Relations diplomatiques
L'analyste politique croate, Davor Gjenero, estime que Belgrade ne pourrait pas réagir à l'égard de Zagreb comme il l'a fait avec les puissances ayant déjà reconnu l'indépendance du Kosovo. Le Kosovo a été reconnu par une trentaine de pays, dont les Etat-Unis et 16 pays de l'Union européenne et la Serbie a rappelé ses ambassadeurs en poste dans ces Etats.

"En raison de la présence d'une minorité serbe en Croatie, la Serbie ne peut pas détériorer ses relations diplomatiques avec Zagreb, sauf si elle veut revenir à la politique du passé", a déclaré M. Gjenero, en évoquant les guerres ayant déchiré l'ex-Yougoslavie dans les années 1990. La communauté d'affaires en Croatie est toutefois inquiète d'une éventuelle rupture qui pourrait être décidée par Belgrade. En 2007, les échanges économiques entre la Croatie et la Serbie se sont élevés à près d'un milliard d'euros, dont 660 millions d'euros d'exportations de produits croates en Serbie.

Minorités
De son côté, la Hongrie est préoccupée du sort de sa minorité vivant en Serbie.

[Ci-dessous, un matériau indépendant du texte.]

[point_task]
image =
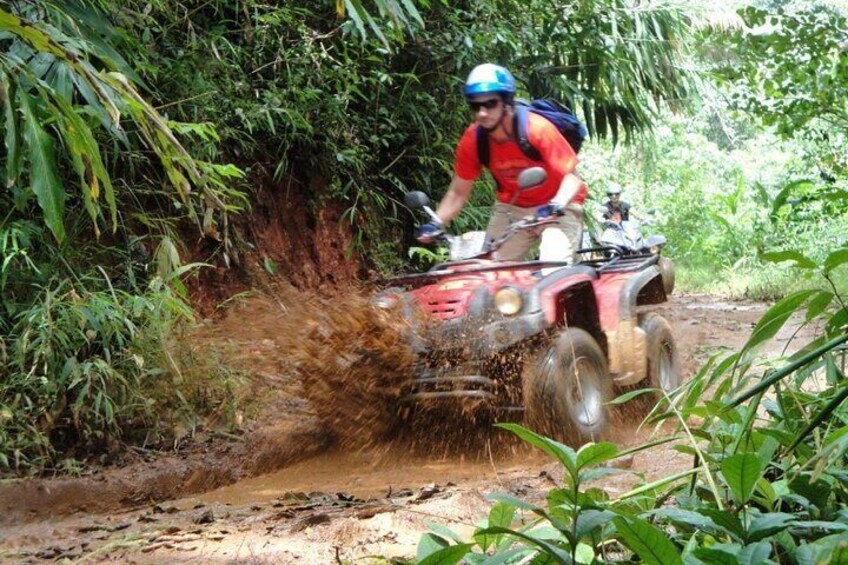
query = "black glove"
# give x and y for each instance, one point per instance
(430, 232)
(549, 210)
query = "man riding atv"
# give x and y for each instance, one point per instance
(493, 140)
(615, 209)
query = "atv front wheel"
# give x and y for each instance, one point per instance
(666, 266)
(663, 365)
(566, 387)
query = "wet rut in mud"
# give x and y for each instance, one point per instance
(365, 498)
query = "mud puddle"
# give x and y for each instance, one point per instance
(342, 506)
(368, 474)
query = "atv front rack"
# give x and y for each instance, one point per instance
(618, 263)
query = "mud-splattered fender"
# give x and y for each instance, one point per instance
(628, 361)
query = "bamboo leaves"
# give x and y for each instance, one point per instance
(43, 174)
(51, 84)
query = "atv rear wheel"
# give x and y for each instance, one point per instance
(566, 387)
(666, 266)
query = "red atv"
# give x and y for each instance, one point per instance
(556, 347)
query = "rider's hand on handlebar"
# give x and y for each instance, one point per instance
(429, 232)
(549, 210)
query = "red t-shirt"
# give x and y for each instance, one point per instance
(506, 161)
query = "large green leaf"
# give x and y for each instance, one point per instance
(500, 515)
(561, 452)
(727, 520)
(450, 555)
(754, 554)
(741, 472)
(718, 554)
(10, 123)
(596, 453)
(430, 544)
(44, 176)
(835, 259)
(650, 543)
(799, 258)
(776, 317)
(556, 554)
(769, 524)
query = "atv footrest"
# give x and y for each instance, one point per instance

Budapest a averti mercredi qu'il était dans l'intérêt de Belgrade d'assurer la protection de la minorité hongroise forte de 350.000 personnes vivant dans la province autonome de Voïvodine dans le nord de la Serbie face à d'éventuelles agressions de la part des nationalistes.

Comme pour panser les plaies de Belgrade, les trois pays assurent dans leur déclaration commune, soutenir le rapprochement rapide entre la Serbie et l'Union européenne, un processus actuellement gelé. La Bulgarie et la Hongrie sont membres de l'UE, alors que la Croatie mène des négociations d'adhésion.